Fisenge United Methodist is a tiny church in a former home with about 80 in attendance. This is a new congregation, started in very recent years by John’s father before his death. Simple plastic chairs or benches seat adults in one section, with children seated in another section at a right angle to the adults. The children sit under the banner “God’s Kids” with pictures they have drawn and colored. God’s Kids is a program for children started in varied localities by Lorraine Enright, John’s 83 year old mother who spends half of each year in Zambia. Instead of Sunday School, Fisenge has its children’s programming on Wednesday afternoon. Local church members carry on the God’s Kids programs when Lorraine is in the States during winter months.

We have been surprised by the length of the Fisenge service: about 1 to 1-1/2 hours and short by African standards. Evidently the shorter service is intentional as people often have difficulty with the more traditional and longer services.
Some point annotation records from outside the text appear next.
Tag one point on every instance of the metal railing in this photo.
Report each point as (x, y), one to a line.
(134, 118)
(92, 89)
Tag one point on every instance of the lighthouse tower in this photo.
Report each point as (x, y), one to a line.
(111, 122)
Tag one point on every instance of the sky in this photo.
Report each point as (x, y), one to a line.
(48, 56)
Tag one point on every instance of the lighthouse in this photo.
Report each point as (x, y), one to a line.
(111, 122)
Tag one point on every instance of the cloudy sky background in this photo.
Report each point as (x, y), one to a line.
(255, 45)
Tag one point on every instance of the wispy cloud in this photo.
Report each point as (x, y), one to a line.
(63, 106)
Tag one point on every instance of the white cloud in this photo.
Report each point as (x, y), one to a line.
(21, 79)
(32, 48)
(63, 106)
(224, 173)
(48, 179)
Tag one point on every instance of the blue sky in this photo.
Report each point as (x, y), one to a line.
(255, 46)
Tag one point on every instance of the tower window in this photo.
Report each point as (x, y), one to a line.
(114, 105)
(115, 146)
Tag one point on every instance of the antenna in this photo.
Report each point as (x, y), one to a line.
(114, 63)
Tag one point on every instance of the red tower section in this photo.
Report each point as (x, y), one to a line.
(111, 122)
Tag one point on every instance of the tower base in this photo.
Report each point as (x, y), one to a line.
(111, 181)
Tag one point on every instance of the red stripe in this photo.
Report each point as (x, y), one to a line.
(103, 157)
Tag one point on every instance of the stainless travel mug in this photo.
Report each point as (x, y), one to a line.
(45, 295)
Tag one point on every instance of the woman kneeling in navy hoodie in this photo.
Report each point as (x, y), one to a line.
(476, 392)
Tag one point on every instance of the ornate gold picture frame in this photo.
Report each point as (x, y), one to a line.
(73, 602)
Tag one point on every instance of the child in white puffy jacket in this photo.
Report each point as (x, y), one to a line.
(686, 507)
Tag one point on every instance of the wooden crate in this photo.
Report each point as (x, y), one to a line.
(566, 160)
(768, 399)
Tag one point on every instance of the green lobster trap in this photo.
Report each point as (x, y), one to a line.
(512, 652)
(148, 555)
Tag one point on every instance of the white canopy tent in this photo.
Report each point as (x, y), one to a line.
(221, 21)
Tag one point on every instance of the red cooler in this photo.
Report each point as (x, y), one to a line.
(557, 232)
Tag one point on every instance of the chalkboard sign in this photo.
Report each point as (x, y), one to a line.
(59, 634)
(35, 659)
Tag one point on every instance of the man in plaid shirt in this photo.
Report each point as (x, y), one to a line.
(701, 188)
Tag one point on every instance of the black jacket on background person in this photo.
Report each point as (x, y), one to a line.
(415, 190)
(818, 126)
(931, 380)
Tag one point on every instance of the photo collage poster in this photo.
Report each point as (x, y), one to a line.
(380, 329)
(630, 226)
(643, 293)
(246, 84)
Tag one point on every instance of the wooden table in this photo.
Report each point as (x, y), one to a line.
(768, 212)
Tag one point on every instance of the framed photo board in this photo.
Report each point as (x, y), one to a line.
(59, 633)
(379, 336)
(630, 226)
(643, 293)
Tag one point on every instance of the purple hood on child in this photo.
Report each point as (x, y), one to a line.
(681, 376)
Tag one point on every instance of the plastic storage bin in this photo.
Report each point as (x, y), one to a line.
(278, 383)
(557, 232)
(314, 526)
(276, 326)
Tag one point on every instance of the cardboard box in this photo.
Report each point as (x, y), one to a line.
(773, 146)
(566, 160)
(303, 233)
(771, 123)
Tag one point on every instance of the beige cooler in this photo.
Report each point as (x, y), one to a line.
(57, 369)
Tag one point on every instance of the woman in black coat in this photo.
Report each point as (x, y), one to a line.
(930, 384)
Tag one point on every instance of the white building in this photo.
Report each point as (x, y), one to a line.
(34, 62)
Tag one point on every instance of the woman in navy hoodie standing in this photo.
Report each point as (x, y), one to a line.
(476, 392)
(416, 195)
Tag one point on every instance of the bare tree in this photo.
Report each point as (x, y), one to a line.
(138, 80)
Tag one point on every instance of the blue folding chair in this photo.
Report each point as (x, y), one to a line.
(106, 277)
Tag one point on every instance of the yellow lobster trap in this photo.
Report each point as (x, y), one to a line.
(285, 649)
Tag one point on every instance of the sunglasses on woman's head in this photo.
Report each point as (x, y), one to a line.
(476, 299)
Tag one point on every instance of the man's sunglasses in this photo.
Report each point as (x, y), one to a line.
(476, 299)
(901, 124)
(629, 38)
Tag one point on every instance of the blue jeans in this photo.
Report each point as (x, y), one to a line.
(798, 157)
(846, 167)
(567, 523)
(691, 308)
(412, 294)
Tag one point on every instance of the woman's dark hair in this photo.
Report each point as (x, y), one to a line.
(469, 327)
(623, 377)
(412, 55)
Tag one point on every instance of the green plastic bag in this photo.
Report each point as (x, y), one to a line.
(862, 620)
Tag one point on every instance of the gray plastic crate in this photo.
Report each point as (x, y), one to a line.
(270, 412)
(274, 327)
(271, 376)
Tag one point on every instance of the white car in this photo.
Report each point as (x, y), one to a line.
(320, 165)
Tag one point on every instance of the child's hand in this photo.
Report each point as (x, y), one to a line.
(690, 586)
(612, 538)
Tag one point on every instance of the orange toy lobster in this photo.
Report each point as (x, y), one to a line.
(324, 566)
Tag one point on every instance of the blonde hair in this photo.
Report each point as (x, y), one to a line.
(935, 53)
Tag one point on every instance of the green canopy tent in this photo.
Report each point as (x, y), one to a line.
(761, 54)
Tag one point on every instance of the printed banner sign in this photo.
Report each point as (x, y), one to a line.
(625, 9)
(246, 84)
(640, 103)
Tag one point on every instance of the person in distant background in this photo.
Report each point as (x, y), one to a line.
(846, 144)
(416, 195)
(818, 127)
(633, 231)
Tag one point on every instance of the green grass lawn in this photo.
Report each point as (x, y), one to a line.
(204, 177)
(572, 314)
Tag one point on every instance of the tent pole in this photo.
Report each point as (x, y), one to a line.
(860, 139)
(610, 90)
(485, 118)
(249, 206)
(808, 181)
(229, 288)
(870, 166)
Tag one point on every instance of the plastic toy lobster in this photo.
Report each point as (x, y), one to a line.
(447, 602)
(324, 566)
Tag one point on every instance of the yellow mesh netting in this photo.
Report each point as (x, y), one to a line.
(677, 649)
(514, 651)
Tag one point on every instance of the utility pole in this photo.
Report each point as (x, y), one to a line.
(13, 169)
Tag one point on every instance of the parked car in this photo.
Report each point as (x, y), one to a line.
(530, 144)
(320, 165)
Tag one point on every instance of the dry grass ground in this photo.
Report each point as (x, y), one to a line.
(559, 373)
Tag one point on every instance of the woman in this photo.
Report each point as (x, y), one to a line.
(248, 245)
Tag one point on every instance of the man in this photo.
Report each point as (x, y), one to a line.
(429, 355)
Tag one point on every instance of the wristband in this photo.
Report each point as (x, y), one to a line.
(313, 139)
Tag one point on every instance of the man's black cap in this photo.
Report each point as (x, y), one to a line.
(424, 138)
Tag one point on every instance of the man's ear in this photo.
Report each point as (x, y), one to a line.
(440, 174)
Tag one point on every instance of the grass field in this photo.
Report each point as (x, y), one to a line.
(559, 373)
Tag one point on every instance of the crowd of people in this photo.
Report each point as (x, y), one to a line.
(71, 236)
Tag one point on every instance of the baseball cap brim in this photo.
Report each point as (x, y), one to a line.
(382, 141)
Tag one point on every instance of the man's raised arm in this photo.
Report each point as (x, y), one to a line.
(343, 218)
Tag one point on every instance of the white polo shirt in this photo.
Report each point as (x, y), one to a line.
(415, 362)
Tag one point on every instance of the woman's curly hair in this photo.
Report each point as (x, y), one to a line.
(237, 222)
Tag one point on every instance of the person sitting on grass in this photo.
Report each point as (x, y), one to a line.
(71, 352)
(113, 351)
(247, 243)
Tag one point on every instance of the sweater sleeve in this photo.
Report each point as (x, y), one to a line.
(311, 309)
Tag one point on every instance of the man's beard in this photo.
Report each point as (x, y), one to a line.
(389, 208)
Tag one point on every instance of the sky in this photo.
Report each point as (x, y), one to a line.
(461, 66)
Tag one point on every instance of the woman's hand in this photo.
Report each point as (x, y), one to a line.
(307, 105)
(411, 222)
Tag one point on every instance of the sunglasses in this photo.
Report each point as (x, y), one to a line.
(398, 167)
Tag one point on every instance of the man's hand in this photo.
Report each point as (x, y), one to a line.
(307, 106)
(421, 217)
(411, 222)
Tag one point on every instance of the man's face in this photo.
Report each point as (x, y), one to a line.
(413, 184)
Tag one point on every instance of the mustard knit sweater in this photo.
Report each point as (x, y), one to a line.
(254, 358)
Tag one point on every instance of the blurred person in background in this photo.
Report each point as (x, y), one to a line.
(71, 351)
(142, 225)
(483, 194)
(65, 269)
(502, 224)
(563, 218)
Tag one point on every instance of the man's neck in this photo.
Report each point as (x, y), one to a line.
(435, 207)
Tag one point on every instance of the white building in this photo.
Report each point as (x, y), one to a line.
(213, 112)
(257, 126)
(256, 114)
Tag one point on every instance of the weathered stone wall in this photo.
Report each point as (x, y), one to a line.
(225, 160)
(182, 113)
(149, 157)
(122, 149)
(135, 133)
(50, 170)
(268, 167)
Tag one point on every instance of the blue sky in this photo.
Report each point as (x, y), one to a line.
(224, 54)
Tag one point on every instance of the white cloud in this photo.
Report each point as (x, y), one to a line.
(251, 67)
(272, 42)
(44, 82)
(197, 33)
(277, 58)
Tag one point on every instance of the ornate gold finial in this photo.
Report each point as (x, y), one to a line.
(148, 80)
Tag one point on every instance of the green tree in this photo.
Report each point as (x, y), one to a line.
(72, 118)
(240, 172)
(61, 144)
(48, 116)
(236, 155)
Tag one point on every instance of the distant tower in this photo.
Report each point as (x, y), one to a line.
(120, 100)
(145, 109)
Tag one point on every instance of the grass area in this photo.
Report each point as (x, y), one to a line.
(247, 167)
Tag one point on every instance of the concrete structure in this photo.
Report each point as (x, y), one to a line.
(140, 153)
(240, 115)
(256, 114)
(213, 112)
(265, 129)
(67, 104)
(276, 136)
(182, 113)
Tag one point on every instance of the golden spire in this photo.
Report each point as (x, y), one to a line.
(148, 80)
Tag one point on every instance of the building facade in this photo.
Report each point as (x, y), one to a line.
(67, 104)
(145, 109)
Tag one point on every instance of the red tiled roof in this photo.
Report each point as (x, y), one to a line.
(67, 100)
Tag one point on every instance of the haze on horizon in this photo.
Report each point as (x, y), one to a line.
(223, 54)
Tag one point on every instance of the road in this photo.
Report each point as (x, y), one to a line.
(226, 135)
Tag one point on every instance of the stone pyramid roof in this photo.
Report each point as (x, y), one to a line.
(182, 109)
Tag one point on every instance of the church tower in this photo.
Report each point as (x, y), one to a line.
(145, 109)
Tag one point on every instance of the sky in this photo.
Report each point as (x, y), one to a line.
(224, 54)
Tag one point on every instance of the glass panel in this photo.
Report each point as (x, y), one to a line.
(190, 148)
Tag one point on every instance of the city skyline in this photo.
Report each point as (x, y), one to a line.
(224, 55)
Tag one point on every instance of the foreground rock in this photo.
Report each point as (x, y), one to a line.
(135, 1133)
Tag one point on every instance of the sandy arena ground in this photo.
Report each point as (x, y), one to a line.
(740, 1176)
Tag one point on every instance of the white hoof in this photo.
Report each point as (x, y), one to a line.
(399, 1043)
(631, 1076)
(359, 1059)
It includes a time of singing, a choir number, simple preaching, and an offering and prayer in closing.

The church is a simple brick and plaster structure with uncovered openings for windows. The inside has a concrete floor, plastered walls, and a tin roof. No soft surfaces muffle the sound of singing or speaking or falling rain. One Sunday it rained too hard to even hold church—the noise against the tin roof would have made hearing impossible. Another Sunday the rain fell while we were there, creating a predicament for the speaker. The congregation simply sang and sang until the rain let up and speaking could be heard again. The sound of the singing and the pounding of rain upon tin created quite a din, a noise I’ve never heard before.

The choir is made up of about 5-6 people, three of them nursing mothers. They keep their babies on their back or nurse them openly, as is the custom here. The choir’s combination of music and simple dance is very pleasant. Their young director even writes most of their music. Congregational singing is from a hymn book (words in Bemba but no music), with many of the tunes familiar from Western hymnody. The best, though, is when they break out in African-styled rhythms and harmonies, accompanied by intricate claps, dance, and much repetition. Perhaps this is considered African “praise” music (or African gospel, as I’ve heard it said).

We have enjoyed the simplicity of the Sunday sermons. Stories about widows, oil pots, hunger, healing, orphans, miracles, and more take on a new life in an African setting. There is an immediacy and urgency to faith that one simply can’t experience in the West. We are reminded that Christ was announced by the angels as “Good News” at the time of His coming. And He is Good News indeed.